Alleen de dappere. Морган Райс
Чтение книги онлайн.
Читать онлайн книгу Alleen de dappere - Морган Райс страница 3
Hij vluchtte de stad uit. Het fort achter hem werd steeds kleiner terwijl zijn paard over het open platteland denderde en zijn weg zocht tussen de richels en groeven van de landbouwgronden. Er liepen kleine beekjes tussen en Royce reed naar waar ze het smalst waren, zodat zijn paard erover heen kon springen in plaats van dat hij erdoorheen moest waden. Elke verkeerde stap zou zorgen dat zijn achtervolgers een stap dichterbij kwamen.
Hij reed naar de muur die de boerderijen omgaf en zijn paard sprong over de stenen muur heen zonder hem aan te raken. Toen Royce een blik over zijn schouder wierp zag hij een van de achtervolgende paarden de muur raken en vallen, waardoor het dier een ander paard met zich mee trok. Het was niet genoeg.

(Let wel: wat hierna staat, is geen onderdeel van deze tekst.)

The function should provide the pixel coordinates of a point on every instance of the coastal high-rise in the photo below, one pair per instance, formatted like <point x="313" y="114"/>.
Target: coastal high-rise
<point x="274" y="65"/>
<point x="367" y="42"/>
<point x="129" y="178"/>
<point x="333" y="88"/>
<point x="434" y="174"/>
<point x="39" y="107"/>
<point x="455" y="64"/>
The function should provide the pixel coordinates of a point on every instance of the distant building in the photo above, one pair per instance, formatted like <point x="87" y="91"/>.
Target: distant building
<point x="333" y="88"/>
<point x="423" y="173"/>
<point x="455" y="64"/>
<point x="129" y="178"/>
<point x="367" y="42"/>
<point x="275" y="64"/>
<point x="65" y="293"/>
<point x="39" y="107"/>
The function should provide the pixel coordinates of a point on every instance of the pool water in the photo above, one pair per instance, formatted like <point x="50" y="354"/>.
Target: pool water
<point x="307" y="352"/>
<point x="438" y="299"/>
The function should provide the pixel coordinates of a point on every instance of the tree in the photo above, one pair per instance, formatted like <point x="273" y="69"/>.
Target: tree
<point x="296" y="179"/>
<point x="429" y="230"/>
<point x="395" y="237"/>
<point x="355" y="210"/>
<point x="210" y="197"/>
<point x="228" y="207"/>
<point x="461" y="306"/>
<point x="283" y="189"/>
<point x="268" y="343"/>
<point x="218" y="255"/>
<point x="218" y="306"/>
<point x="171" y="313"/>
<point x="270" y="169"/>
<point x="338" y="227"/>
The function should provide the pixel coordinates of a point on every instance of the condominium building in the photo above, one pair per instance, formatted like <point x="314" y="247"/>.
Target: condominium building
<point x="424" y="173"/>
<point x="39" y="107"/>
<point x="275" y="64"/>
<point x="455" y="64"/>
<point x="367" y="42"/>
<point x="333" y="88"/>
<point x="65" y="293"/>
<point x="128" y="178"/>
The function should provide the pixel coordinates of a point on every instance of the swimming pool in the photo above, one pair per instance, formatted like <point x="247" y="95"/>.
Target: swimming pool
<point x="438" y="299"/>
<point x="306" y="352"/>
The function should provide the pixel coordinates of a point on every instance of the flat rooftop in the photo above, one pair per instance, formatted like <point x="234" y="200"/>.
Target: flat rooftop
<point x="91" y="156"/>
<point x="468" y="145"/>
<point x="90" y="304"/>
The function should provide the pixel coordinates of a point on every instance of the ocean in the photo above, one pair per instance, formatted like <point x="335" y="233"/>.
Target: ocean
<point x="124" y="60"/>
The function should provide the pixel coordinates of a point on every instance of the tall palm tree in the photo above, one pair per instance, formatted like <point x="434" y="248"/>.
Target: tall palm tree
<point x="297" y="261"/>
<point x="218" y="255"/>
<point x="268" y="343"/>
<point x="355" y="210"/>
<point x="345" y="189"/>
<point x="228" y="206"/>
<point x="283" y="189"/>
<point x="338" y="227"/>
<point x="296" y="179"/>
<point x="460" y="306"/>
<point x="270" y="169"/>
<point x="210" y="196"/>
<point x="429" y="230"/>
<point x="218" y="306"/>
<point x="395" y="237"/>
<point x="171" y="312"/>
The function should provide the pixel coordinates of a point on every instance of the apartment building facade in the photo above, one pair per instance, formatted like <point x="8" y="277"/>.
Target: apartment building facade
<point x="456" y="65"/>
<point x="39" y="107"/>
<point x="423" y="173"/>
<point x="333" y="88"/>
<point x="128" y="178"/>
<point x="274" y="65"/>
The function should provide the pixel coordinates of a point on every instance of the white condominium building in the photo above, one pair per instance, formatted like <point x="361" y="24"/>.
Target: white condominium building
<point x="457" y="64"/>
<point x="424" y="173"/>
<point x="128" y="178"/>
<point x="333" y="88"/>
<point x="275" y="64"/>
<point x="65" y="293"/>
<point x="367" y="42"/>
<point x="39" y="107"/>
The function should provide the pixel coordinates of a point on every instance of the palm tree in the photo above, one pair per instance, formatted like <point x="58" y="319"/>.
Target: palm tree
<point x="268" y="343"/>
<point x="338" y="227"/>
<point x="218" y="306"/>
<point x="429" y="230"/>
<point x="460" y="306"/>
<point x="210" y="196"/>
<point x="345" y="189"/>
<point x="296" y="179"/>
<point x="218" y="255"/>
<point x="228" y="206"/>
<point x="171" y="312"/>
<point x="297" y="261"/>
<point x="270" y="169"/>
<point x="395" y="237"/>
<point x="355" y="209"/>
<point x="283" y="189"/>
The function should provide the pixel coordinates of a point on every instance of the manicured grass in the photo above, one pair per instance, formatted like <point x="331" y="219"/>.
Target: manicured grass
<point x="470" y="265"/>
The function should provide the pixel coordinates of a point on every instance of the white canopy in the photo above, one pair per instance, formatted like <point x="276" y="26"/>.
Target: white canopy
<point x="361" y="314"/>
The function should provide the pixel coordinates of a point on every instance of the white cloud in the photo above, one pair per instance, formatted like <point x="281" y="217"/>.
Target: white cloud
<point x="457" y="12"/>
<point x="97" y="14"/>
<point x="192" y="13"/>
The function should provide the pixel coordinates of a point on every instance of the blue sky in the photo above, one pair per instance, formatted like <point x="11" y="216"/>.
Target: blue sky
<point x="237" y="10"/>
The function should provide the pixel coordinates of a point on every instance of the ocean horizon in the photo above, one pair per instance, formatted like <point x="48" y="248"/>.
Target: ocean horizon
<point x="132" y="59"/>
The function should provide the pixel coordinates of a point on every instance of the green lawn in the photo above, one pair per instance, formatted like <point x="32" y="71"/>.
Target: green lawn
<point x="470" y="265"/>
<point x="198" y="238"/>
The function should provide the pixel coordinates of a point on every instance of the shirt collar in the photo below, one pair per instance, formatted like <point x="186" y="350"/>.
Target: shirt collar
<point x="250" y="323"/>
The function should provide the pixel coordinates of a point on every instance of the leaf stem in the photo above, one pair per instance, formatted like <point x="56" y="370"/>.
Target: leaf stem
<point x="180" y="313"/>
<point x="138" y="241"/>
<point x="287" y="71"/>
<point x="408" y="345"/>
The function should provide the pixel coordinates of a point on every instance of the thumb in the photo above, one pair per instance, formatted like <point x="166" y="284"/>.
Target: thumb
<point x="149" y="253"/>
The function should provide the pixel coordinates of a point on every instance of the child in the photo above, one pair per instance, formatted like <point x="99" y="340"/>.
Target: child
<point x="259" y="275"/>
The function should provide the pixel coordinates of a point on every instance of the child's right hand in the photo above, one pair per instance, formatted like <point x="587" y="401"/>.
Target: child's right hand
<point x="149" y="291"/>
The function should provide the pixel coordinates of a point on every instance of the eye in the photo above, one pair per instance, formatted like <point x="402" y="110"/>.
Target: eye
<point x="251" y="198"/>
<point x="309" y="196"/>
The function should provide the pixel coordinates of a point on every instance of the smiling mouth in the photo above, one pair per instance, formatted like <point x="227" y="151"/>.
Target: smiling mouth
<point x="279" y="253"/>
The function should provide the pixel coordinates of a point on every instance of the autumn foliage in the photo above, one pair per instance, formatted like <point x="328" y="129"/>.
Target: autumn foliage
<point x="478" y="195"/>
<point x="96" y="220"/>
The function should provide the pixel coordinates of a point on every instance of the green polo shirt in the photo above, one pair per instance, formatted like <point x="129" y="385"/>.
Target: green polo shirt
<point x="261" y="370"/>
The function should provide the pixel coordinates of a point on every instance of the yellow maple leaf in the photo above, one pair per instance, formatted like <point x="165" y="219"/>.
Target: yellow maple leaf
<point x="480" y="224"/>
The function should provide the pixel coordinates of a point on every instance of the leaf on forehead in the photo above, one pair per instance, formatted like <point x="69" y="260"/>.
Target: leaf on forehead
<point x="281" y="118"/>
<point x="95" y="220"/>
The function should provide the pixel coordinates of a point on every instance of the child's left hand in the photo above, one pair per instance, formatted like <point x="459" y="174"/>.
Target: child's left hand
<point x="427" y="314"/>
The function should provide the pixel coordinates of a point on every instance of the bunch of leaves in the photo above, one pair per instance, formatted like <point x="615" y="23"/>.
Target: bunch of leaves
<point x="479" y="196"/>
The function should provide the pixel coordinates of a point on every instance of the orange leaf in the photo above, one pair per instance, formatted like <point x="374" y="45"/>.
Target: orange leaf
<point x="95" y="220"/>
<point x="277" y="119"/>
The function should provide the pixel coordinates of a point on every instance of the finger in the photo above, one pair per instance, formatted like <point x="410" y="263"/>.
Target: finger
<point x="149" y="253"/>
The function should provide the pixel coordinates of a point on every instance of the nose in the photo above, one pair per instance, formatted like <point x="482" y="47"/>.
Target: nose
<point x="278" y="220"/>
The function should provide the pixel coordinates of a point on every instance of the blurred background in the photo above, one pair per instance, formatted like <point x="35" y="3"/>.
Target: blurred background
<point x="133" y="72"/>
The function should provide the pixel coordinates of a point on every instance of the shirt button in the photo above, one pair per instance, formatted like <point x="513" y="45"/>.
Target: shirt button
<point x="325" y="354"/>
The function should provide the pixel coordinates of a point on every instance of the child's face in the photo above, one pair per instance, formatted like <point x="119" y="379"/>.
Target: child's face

Een van de andere ruiters kwam naast Royce rijden en slingerde zichzelf naar hem toe, alsof hij hoopte dat hij Royce zo uit het zadel kon duwen. Royce klampte zich verwoed aan zijn paard vast en wist zichzelf met pure kracht in het zadel te houden terwijl hij naar de soldaat uithaalde met zijn elleboog en hoofd. Hij ving een glimp op van een dolk toen de man op het punt stond om hem van achteren neer te steken. Royce draaide zich met een ruk om in het zadel en gaf de man een harde duw.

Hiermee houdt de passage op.